An uncharitable mind might have the thought that Johnson's dislike of the French was inspired by some sort of jealousy because when all is said and done his work rather pales in comparison to that of the great workers in the rococo style across the water. His figures of carved animals are taken wholesale from Francis Barlow's illustrations of "Aesop", and they are without a certain completeness, convincingness and poise. Often they seem a rather chaotic clash of forms; curves don't run smoothly into each other but instead collide, their rough outlines seem ready to burst out of the page rather than sit comfortably with the body of the design.
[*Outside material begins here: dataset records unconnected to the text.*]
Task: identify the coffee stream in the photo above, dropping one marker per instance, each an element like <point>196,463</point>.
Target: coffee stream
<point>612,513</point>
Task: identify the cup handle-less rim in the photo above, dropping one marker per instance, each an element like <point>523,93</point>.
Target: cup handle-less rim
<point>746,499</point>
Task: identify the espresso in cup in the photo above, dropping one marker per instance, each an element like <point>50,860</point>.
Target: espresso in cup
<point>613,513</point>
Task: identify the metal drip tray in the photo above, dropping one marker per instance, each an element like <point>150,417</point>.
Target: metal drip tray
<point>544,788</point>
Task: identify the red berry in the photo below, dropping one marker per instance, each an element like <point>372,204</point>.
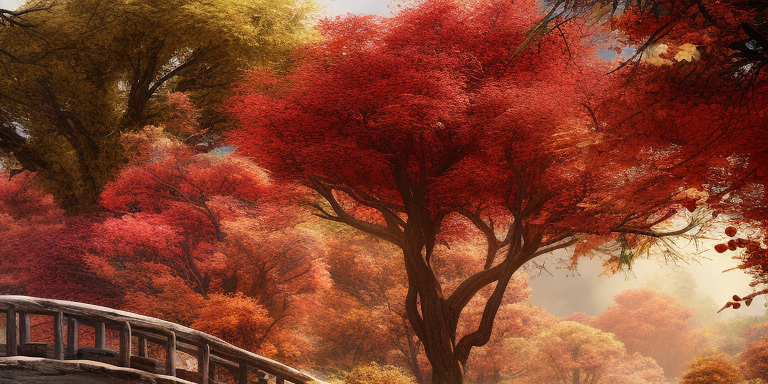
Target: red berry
<point>720,248</point>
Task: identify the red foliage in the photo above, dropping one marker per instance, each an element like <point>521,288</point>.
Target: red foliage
<point>653,324</point>
<point>401,124</point>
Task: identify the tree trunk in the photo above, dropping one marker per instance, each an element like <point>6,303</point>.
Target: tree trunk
<point>429,315</point>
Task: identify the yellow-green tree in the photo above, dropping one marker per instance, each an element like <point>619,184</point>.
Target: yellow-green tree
<point>88,70</point>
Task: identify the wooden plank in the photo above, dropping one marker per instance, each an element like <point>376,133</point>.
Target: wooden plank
<point>142,346</point>
<point>242,377</point>
<point>72,336</point>
<point>125,344</point>
<point>204,362</point>
<point>24,331</point>
<point>10,332</point>
<point>100,330</point>
<point>170,355</point>
<point>87,313</point>
<point>58,336</point>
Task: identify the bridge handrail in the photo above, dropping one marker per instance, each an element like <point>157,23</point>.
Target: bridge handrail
<point>96,314</point>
His depictions of "Chinamen" lack what we expect of the oriental and instead come off as timid rustics.
This side table design has a group of figures representing Aesop's fable of the bear and the travellers. See enlarged picture.
For some Johnson's designs seem impossibly intricate and detailed such as they could never have been realised in the mundane form of wood. However it seems there was actually a surprisingly large amount of furniture that was almost certainly made from Thomas Johnson engravings. Some of these antique examples can be seen at Hagley Hall in Worcestershire, UK.
Whether Johnson himself, or assistants at his workshops, ever physically produced furniture according to his designs is not known. What is known was that Johnson was quite content for others to copy them, indeed he states in "Collection of Designs" :
Tho these designs were meant as assistants to young artists, yet I hope I shall not incur the censure of any superior genius, by declaring them of use to all: and when honoured by the hand of the skilful workman, that shall think proper to put them in execution, I flatter myself they will give some entire satisfaction. ....... The designs in this collection, tho upwards of 150, may be all performed by a master of his art: this I again assert with greater confidence, as I am well satisfied they can be executed by myself.
Thomas Johnson most likely worked for firms of upholsterers rather than directly with private patrons, and he seems to have been most interested in his effect on the work of real furniture makers, something that distinguishes him from his more illustrious contemporary Thomas Chippendale.